As the group was gathering near the White Sox dugout, Detroit outfielder Torii Hunter came over from the visitors' side to offer congratulations and shake hands. Tony La Russa, the legendary manager and part of the most recent Hall of Fame class, also talked to the team before he was honored Saturday and threw out a ceremonial first pitch.

"It's crazy because he's a Hall of Famer and we're just some regular kids that made it to Williamsport," said Trey Hondras, one of the six JRW players who also take part in the White Sox Amateur City Elite traveling baseball program. "I'm real happy. I'm excited we're on this field and get to jog around and see the players. It's real exciting."

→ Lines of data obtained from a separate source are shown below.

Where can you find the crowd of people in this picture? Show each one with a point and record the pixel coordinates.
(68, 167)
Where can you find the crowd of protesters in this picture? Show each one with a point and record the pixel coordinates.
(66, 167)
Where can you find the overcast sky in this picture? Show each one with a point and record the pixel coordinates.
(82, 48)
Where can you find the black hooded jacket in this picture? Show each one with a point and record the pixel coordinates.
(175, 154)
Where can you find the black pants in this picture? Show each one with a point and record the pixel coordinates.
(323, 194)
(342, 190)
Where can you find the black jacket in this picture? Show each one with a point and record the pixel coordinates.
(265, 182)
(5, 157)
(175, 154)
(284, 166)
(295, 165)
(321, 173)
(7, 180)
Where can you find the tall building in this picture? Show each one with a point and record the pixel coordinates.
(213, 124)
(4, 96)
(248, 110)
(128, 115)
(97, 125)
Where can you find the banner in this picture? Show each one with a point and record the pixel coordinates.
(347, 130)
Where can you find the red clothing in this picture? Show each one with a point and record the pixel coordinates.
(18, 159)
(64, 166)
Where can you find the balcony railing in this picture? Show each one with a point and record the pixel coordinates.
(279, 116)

"This whole experience has been unreal," JRW manager Darold Butler said. "It's something I'm glad they're enjoying. Right now it's a dream. A big dream."

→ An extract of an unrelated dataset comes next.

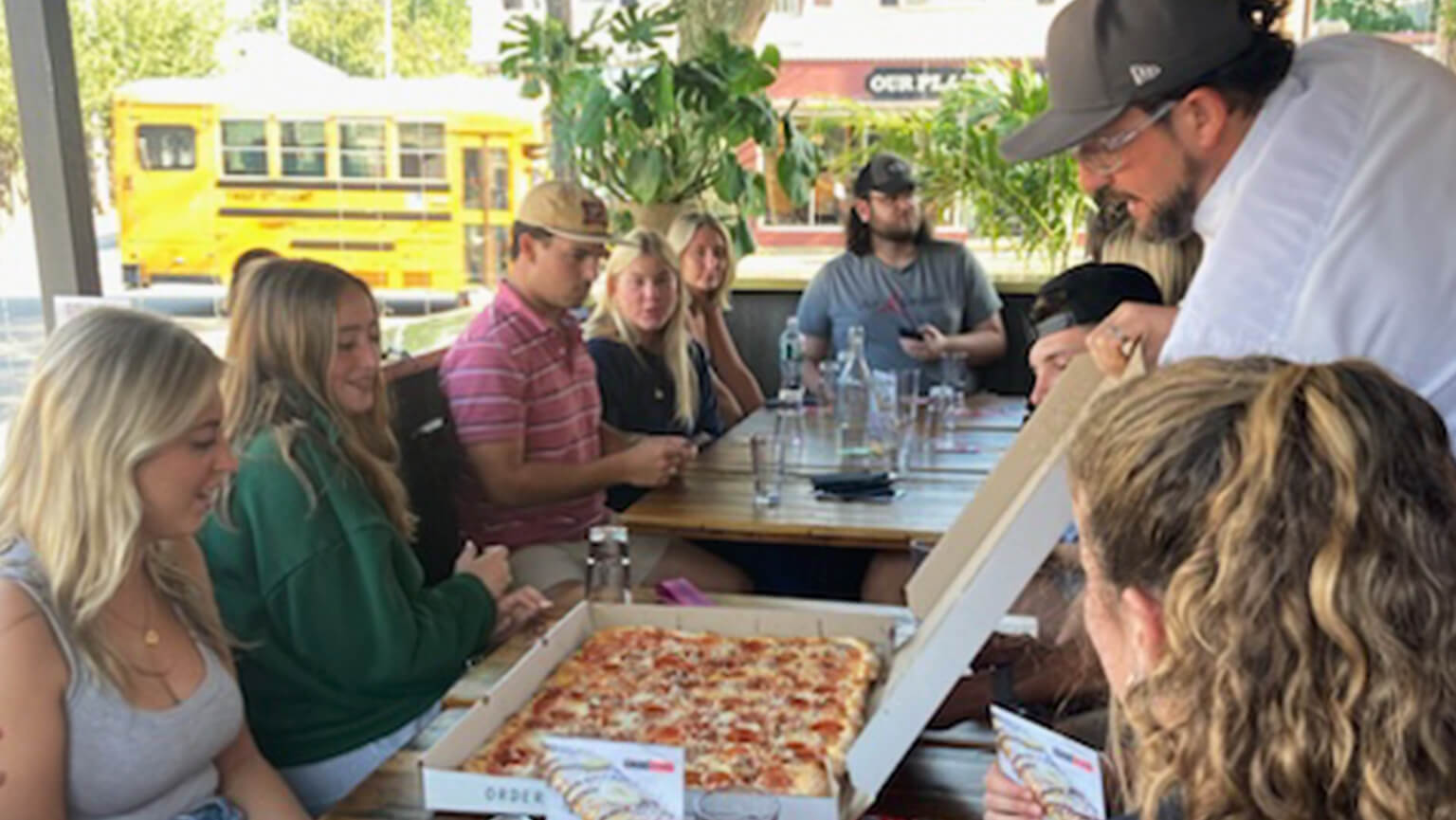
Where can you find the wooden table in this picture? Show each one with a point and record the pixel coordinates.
(714, 499)
(941, 778)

Quinn told the media a story of how he hosted the JRW All-Stars at the governor's mansion last year after they just missed qualifying for the Little League World Series. At that point, he told them that 2014 would be their year.

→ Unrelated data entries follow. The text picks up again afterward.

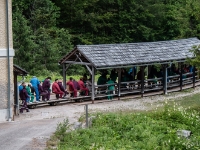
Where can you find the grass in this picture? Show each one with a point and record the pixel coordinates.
(138, 130)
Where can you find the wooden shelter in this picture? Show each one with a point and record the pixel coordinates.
(108, 56)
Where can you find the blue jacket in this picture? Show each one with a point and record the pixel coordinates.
(20, 88)
(34, 81)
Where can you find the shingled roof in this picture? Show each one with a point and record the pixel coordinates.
(127, 54)
(18, 70)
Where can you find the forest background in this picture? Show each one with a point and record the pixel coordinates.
(46, 30)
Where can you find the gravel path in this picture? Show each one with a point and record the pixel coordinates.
(30, 131)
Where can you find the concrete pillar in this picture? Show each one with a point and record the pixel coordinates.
(4, 84)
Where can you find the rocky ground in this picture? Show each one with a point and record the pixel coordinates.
(30, 131)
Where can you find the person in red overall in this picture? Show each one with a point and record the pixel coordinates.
(56, 89)
(23, 96)
(83, 87)
(71, 87)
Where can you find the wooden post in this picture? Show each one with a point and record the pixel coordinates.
(193, 76)
(181, 76)
(16, 97)
(165, 79)
(142, 81)
(64, 75)
(93, 88)
(119, 83)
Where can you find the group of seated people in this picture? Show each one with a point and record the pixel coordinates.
(154, 73)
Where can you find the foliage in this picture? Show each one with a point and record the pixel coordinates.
(157, 130)
(39, 43)
(195, 61)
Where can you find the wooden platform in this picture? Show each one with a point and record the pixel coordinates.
(126, 93)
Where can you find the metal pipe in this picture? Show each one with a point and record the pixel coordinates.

Not only did it turn out to be their year in regard to on-field success, but it's a year these players never will forget. The people who watched them achieve seem to feel the same way.

"How they inspired our whole state, our whole country really, with the way they played, the composure," Quinn said. "This is an opportunity for all of us to invest more in youth sports and programs that help kids after school, on the weekends and in the summer. We really have to take a lesson from JRW. Those are our favorite letters in the alphabet: Jackie Robinson West."

"Our boys, they deserve every bit of it," said Butler, whose team is going to Disney World on Friday for the weekend. "They brought not only a city but it seemed like a nation together and it's a beautiful thing for 11, 12, 13-year old boys to have that kind of impact. A lot of the players' favorite players are Chicago White Sox, so it's a beautiful thing. I'm glad the White Sox are showing so much love and I'm super proud of the guys."